Neste último ano surfei nas minhas sombras. Ao questionar a verdade e a mentira lembrei da dor de descobrir que afinal os pais são menos perfeitos. Que a par do amor filial também têm defeitos. Enfim são humanos…
Durante anos alimentei a raiva e a incompreensão, deixei que manipulassem o meu silêncio. Para cumprir a promessa que fiz à minha Mãe tive de mergulhar nesse amor real. Sair da ‘minha’ verdade. Imaginar a vida desses dois seres tão diferentes, tive de ver a sua inocência como se fossem crianças: a da minha Mãe muito mais fácil e feliz que a do meu Pai. É tão difícil evitar julgar os outros, a questão é ‘A linha que separa o bem do mal divide o coração de cada ser humano.
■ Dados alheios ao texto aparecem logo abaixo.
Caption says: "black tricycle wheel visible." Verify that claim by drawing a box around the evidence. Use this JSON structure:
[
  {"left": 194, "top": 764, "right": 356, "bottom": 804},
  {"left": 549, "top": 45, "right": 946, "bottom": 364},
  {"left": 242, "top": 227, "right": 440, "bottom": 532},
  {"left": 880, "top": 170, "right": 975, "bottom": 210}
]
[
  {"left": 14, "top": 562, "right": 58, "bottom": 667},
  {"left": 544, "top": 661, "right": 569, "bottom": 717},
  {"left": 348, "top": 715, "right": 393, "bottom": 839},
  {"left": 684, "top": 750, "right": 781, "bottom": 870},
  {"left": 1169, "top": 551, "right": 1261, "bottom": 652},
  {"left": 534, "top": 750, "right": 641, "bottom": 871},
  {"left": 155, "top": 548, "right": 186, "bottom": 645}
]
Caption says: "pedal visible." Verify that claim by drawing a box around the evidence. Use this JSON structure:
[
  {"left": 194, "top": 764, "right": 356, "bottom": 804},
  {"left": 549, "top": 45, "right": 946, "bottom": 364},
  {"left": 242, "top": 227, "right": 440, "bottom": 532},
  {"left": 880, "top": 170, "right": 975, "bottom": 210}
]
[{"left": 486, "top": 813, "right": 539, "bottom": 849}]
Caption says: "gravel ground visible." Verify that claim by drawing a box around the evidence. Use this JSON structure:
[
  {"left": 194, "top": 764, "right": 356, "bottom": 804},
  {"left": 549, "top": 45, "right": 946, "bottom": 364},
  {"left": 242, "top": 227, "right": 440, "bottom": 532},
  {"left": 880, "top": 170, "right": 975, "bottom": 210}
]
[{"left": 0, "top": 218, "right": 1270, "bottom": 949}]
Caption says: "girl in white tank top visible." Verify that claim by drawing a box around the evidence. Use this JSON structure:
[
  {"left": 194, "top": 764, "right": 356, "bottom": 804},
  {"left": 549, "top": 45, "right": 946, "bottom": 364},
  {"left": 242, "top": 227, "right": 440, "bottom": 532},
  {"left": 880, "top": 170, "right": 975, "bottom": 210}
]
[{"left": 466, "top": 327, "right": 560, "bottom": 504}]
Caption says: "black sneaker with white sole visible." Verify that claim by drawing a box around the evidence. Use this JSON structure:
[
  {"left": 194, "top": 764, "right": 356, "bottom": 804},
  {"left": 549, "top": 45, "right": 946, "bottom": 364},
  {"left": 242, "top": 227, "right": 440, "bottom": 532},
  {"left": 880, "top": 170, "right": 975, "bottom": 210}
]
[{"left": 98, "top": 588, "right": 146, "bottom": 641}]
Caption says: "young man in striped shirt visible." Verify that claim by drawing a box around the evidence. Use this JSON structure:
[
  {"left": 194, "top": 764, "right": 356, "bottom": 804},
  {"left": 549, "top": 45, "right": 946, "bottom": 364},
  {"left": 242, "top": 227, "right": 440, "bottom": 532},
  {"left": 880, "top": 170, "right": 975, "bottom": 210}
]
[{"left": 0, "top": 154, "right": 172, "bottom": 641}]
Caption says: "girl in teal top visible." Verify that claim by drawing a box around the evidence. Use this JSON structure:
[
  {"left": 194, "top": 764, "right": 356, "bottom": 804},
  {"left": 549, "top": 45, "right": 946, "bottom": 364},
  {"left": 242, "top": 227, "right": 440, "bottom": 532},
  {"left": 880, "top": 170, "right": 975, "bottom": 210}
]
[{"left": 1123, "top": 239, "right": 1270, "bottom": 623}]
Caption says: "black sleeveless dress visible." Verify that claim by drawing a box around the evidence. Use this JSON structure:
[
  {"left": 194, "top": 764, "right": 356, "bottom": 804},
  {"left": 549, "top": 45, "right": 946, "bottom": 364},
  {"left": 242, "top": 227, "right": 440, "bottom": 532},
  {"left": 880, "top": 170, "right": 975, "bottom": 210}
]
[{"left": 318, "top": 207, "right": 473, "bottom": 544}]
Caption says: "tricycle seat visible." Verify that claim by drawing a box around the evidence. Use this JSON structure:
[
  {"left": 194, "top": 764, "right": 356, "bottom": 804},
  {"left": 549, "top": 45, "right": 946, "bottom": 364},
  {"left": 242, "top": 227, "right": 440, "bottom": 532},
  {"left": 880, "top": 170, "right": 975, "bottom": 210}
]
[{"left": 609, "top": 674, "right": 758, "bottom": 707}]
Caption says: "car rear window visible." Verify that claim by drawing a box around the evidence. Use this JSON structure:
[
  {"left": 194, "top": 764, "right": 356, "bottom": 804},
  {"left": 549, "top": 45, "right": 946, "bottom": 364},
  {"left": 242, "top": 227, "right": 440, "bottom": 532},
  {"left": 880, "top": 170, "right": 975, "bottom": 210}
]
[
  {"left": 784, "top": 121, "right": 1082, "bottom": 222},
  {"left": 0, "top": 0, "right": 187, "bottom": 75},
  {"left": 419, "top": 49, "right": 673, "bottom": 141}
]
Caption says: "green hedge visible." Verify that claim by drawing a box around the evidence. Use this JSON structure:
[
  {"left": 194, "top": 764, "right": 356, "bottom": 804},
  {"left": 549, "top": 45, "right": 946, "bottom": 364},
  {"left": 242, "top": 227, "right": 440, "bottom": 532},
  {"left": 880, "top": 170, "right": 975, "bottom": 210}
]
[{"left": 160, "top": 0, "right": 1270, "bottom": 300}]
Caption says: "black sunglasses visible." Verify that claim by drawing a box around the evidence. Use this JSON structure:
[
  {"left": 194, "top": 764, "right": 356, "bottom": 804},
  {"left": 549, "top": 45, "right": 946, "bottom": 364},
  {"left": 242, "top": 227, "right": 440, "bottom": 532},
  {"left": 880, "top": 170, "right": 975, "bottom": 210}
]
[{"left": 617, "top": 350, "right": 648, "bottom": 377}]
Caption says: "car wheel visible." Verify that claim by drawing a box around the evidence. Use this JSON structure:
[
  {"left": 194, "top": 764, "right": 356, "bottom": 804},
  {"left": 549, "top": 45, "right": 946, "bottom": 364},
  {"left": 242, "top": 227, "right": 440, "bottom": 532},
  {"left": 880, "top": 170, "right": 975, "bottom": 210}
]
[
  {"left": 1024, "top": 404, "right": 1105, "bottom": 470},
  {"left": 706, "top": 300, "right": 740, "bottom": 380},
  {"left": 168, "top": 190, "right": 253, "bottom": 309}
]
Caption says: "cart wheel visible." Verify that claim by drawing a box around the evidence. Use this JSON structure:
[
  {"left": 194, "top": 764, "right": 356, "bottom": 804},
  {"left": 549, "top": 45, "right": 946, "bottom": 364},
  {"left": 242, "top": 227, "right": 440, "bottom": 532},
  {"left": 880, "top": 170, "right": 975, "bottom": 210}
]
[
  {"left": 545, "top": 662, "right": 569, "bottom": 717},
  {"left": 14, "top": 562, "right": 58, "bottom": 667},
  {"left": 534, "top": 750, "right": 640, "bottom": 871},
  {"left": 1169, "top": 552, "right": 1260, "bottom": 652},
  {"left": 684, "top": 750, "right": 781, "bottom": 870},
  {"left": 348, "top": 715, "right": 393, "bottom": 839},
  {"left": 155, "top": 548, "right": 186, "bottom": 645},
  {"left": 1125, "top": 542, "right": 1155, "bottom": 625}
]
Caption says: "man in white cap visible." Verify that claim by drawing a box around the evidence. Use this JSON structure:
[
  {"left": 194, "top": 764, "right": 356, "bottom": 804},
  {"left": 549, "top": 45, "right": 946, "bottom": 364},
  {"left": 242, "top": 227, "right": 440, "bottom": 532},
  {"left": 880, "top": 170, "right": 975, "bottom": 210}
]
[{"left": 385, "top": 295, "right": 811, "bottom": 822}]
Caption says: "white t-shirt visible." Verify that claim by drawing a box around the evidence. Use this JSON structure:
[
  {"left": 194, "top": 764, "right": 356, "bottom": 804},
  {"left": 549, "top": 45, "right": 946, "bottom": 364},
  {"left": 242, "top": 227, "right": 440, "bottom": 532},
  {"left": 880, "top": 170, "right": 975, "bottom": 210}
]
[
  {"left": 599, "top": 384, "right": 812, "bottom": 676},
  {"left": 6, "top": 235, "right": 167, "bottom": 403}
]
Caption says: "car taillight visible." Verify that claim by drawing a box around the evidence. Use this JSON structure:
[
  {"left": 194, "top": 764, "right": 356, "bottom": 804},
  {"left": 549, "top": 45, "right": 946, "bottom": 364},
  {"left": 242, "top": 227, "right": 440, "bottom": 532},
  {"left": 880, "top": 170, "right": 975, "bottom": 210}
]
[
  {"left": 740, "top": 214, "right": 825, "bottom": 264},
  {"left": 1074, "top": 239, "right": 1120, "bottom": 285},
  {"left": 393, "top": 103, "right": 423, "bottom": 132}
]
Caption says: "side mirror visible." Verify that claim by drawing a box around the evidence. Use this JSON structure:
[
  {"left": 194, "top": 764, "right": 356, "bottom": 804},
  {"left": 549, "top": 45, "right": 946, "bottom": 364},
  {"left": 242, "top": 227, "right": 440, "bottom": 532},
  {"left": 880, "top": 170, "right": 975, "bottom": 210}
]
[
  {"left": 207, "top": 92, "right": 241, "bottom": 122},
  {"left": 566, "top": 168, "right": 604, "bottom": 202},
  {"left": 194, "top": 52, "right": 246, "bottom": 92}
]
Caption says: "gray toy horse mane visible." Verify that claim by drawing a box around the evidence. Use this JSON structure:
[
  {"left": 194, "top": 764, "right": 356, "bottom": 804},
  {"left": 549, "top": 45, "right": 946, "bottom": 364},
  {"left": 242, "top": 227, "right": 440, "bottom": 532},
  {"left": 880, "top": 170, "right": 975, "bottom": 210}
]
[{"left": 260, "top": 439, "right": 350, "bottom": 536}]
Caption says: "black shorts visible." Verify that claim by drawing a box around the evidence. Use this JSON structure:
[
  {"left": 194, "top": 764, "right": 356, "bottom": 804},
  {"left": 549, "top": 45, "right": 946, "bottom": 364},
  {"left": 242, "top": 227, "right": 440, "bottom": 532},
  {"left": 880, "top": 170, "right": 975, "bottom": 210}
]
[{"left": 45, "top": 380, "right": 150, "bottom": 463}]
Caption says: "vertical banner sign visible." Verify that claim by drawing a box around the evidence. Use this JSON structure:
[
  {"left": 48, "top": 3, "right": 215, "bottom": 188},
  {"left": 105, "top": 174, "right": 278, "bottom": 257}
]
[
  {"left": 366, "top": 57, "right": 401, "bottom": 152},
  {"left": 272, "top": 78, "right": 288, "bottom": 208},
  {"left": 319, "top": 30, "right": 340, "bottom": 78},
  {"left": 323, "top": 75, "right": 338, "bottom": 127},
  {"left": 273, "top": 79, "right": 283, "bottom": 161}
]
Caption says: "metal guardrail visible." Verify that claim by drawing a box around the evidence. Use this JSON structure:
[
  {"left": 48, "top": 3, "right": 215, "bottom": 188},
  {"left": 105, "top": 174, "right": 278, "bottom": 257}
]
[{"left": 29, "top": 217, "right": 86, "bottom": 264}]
E quem está disposto a destruir um pedaço do seu próprio coração? Durante a vida de qualquer coração esta linha continua a mudar de lugar; às vezes é empurrada para um lado pelo exuberante demónio e outras vezes muda para dar espaço suficiente para o anjo do bem’. Aleksandr Solzhenitsyn, O Arquipélago Gulag.
O que aprendi neste último ano? Deixei de confiar nas minhas certezas. Parei de tentar entender e de controlar as coisas. Dei o salto para acreditar que este é o caminho. Passei a gostar de dançar com as sombras deste jogo da vida. Nestas fotos já consigo sentir amor, onde antes só via amargura. E só sentia dor.